# Exploring Hacker News Posts

## Introduction

In this project, we'll work with a data set of submissions to popular technology site [Hacker News.](https://news.ycombinator.com/)


We're specifically interested in posts whose titles begin with either *Ask HN* or *Show HN*. Users submit Ask HN posts to ask the Hacker News community a specific question. Below are a couple examples:

- Ask HN: How to improve my personal website?
- Ask HN: Am I the only one outraged by Twitter shutting down share counts?
- Ask HN: Aby recent changes to CSS that broke mobile?

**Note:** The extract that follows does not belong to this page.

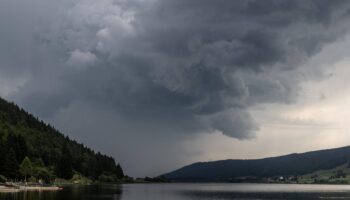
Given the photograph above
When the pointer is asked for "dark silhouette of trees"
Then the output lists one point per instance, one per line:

Likewise, users submit *Show HN* posts to show the Hacker News community a project, product, or just generally something interesting. Below are a couple of examples:

- Show HN: Wio Link  ESP8266 Based Web of Things Hardware Development Platform'
- Show HN: Something pointless I made
- Show HN: Shanhu.io, a programming playground powered by e8vm

We'll compare these two types of posts to determine the following:

- Do *Ask HN* or *Show HN* receive more comments on average?
- Do posts created at a certain time receive more comments on average?

We will also analyze points on Ask HN and Show HN along with the main goal.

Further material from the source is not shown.